Small population size increases the chance that a species will become extinct, as does a narrow geographic range. Simply put, if a species has few individual animals that are concentrated in a small geographic area, any local environmental change –– a severe drought or a failure of the food supply, for example –– could push it over the edge to extinction. Species with big populations that are spread over large areas will be more likely to survive.
On land, large animals commonly have relatively small population sizes and breed slowly. They are often the victims of extinction events.
Modern extinctions of vertebrates (animals with backbones like mammals or fishes) grab most of the headlines, whereas extinctions of invertebrates (animals without backbones like insects or snails) have comparatively received little attention. This is a problem because almost all of the animal species alive today are invertebrates. For example, there are about 68,000 living species of crustaceans (crabs, lobsters and their relatives) alone, more than all vertebrate species (about 47,000). This was also the same in the remote past – there were many, many more species of invertebrates.

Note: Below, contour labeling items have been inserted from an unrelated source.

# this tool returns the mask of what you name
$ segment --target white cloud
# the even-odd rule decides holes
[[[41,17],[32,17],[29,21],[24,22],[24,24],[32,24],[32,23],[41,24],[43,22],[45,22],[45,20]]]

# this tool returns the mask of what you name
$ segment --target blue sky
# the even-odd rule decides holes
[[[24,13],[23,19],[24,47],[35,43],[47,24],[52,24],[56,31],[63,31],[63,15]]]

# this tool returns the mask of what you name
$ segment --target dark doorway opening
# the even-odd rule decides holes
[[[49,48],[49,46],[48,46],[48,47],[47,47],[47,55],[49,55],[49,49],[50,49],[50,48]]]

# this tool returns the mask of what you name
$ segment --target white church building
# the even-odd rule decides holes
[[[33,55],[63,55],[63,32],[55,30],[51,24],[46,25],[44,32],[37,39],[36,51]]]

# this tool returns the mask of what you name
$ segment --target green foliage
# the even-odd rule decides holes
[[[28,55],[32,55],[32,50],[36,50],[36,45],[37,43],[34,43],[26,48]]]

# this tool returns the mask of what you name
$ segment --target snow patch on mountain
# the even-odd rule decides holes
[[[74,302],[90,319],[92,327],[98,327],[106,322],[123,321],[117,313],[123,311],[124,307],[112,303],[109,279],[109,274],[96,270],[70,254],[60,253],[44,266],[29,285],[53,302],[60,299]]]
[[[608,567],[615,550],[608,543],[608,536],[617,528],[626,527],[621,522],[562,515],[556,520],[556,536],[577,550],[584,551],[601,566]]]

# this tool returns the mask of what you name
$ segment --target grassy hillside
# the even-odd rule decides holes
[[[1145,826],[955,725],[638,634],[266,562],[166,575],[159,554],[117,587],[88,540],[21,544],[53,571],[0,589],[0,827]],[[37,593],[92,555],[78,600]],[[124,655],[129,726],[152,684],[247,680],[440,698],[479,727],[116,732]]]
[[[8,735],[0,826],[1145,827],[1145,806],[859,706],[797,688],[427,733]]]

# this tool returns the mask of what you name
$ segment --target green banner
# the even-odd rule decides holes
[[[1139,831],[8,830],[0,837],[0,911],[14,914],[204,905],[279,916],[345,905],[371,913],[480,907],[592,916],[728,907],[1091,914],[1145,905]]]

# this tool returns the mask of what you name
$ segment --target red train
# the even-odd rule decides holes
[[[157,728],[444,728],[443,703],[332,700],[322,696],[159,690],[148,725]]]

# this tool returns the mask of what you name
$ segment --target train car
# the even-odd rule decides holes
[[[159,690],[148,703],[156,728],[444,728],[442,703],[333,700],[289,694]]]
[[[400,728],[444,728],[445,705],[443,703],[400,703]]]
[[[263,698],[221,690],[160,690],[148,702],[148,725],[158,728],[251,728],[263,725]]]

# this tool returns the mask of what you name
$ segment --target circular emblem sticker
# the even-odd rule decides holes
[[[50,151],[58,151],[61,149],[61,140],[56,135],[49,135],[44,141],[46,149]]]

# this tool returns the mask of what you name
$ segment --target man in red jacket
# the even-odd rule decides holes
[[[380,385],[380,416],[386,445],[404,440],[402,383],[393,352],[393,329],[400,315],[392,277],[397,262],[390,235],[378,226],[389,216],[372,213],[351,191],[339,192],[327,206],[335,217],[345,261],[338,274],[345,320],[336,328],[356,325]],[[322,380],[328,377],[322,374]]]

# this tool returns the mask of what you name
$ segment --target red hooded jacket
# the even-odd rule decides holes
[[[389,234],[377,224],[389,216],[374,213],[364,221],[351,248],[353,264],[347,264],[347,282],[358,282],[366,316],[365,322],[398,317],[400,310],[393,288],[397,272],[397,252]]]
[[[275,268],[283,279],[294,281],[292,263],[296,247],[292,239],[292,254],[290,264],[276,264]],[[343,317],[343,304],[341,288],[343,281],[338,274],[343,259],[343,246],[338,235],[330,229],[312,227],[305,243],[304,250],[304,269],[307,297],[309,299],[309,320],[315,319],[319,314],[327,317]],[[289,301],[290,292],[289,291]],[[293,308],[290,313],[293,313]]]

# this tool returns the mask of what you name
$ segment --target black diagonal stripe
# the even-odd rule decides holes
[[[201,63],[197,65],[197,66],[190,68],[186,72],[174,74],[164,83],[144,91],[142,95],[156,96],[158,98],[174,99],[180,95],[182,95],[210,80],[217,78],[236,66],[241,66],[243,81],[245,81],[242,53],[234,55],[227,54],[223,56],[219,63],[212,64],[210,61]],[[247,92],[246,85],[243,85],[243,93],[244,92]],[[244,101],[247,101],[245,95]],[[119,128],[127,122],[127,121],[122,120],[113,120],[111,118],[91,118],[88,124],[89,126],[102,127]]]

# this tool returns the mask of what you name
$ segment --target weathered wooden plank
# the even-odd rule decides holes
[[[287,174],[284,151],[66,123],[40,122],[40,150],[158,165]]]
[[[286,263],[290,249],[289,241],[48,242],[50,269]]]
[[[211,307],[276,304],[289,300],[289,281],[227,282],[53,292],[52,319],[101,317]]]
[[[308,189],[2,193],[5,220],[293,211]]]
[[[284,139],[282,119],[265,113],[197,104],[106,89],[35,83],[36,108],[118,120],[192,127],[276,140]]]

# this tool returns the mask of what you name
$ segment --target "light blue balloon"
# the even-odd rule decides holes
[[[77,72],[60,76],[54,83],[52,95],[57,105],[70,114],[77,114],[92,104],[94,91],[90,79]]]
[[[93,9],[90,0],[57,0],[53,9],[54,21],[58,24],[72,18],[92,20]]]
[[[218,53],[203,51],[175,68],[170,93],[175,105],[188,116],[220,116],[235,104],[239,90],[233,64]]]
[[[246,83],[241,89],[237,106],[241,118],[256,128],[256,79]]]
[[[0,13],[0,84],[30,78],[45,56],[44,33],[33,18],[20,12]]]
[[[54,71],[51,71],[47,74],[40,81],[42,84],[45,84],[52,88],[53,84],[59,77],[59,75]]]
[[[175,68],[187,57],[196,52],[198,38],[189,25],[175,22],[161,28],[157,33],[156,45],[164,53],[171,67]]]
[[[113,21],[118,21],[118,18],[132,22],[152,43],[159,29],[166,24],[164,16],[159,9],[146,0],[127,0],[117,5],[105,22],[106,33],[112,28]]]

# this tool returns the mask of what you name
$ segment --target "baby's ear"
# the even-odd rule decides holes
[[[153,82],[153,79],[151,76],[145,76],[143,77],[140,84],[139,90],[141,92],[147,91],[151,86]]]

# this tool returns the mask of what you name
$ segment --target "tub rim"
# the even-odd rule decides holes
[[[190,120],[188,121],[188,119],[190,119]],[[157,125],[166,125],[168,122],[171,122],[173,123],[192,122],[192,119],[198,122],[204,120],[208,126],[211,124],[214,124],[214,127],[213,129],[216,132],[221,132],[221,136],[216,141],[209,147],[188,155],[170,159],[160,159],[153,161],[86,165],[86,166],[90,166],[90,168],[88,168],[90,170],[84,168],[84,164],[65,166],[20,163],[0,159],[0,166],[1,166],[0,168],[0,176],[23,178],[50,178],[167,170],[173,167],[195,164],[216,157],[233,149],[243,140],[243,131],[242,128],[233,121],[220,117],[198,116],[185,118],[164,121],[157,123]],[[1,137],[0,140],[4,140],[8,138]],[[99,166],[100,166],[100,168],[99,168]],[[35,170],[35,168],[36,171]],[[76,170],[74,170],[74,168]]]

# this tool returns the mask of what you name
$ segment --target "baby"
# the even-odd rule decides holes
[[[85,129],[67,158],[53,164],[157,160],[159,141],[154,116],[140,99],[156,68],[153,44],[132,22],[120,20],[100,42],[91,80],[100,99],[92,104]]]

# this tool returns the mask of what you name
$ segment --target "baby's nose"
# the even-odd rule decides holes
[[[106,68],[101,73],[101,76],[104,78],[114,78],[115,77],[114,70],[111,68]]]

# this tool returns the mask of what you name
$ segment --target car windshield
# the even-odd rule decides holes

The situation changes for fossils. Although there is plenty of evidence for extinctions of vertebrates, most of what we know about extinction events comes from the study of marine invertebrates. We have more fossils of invertebrates than vertebrates because there were so many more species available to be preserved. Shallow seas cover large areas and are places where sand and mud can bury and preserve the shells of dead invertebrates. On land, there are fewer places (rivers and lakes) where the remains of animals can be buried. When it comes to the study of ancient extinction events, invertebrates rule, no matter how often dinosaurs grab the headlines.